May 18, 2015 11:19 AM
Rep. Mike Johnson

BATON ROUGE, La. (AP) — Many lawmakers don't want to talk about it. Others wish it would simply disappear.

Nonetheless, on Tuesday, the House civil law committee is scheduled to debate the religious objections bill backed by Gov. Bobby Jindal that thrust Louisiana into a national debate over religious freedom and the rights of same-sex couples.

The proposed law would prohibit the state from denying individuals, businesses and non-profits any licenses, benefits, jobs or tax deductions because of action taken "in accordance with a religious belief or moral conviction" about marriage.

Sponsored by Rep. Mike Johnson, R-Bossier City, the measure stirred controversy before the legislative session even began. Supporters say it would protect the religious views of those who believe marriage should be between a man and woman, while critics have said it will sanction discrimination against same-sex couples.

Backlash to similar efforts in Indiana and Arkansas prompted changes to those laws.

Jindal, who is courting Christian conservatives for a likely presidential campaign, made the bill a priority. Meanwhile, some businesses oppose the measure, including IBM, which has plans for an 800-worker facility in Baton Rouge.

Until recently, however, it was unclear if the bill would get a hearing. Many lawmakers — including Republican Senate President John Alario, who is opposed — have said they would rather focus on the state's $1.6 billion budget shortfall.

Aside from Johnson, Rep. Patrick Jefferson, D-Arcadia, was the only other committee member who responded to a request for comment on the upcoming hearing.

"All of us have the right to file whatever bill we want," Jefferson said. "I would just say that it could have happened at another time."

Same-sex couples are not allowed to marry under Louisiana's constitution, which defines marriage as between one man and one woman, and there are no specific legal protections from discrimination for gays and lesbians. But Johnson said one reason he proposed the law is because a U.S. Supreme Court case could soon strike down same-sex marriage bans across the country.

What his bill will — and won't — do is subject to intense debate.

Johnson said the bill will shield religious objectors should same-sex marriage become legal.

"You can't get the death penalty ... for your businesses, your trade, your profession, if you don't go along with some new idea about marriage," he said of the bill.

Attempting to tamp down the uproar, Johnson plans to make changes that would prohibit discrimination between "private persons."

But that hasn't lessened criticism.

If the high court strikes down marriage bans, Johnson's bill would allow landlords to deny rental applications, businesses to fire employees, and state workers to refuse to assist same sex-couples, said Matthew Patterson, with Equality Louisiana, a pro-LGBT group.

"We're still left with a bill that does not give the state any ability to prevent or remedy an act of discrimination," he said.

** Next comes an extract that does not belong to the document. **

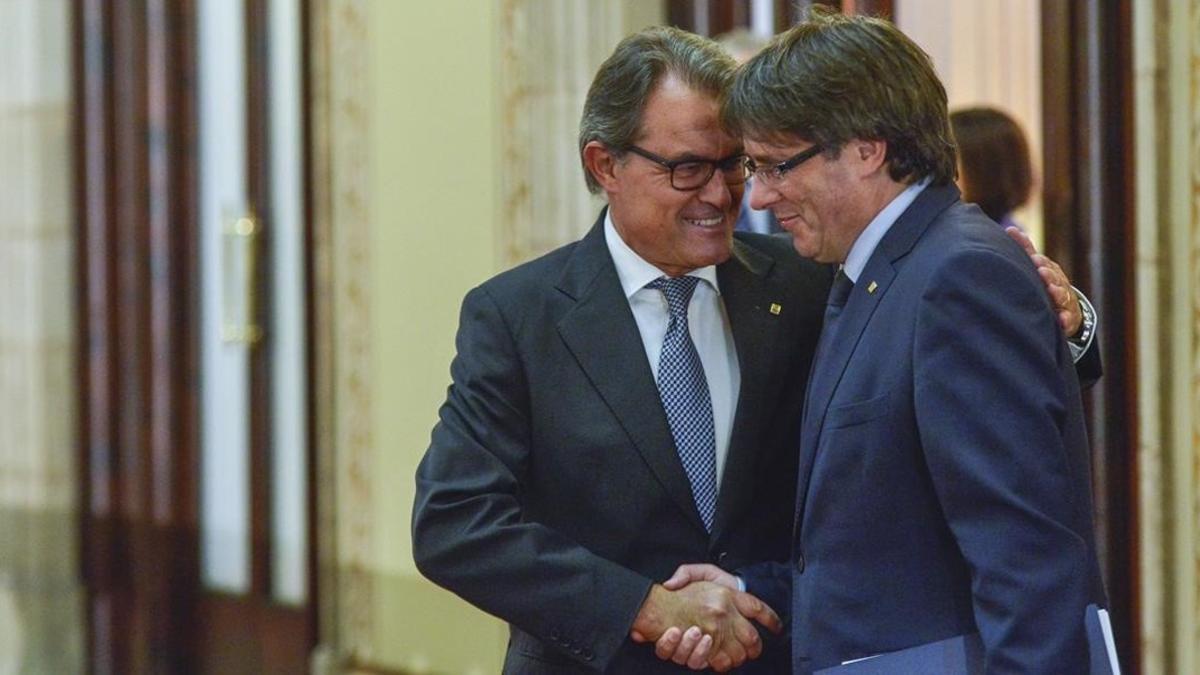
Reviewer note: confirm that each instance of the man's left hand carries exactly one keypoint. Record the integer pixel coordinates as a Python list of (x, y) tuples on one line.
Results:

Jefferson said he's spoken with fellow lawmakers who think the bill casts the state in a negative light and will be bad for business, especially in tourism-rich New Orleans.

"I'm concerned about the imprint or impression of discrimination in any form," he said.

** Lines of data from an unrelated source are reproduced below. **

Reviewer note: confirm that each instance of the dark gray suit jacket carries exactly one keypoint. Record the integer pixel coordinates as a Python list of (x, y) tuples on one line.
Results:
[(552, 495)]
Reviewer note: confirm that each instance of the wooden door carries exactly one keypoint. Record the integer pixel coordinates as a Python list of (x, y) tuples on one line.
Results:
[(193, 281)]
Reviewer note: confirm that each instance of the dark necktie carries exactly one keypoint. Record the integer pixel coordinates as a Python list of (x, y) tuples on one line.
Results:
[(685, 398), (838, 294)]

Despite the criticism and the session's end in four weeks, Jindal remains optimistic about the measure's chances.

"We've had a lot of good conversations with legislators, pastors and community groups that support this bill," Jindal spokesman Mike Reed said in a statement. "There's plenty of time for the bill to move through the process."

But with the state's budget problems and lawmakers already faced with other tough votes, Jefferson had a different take: "The timing couldn't have been more challenging."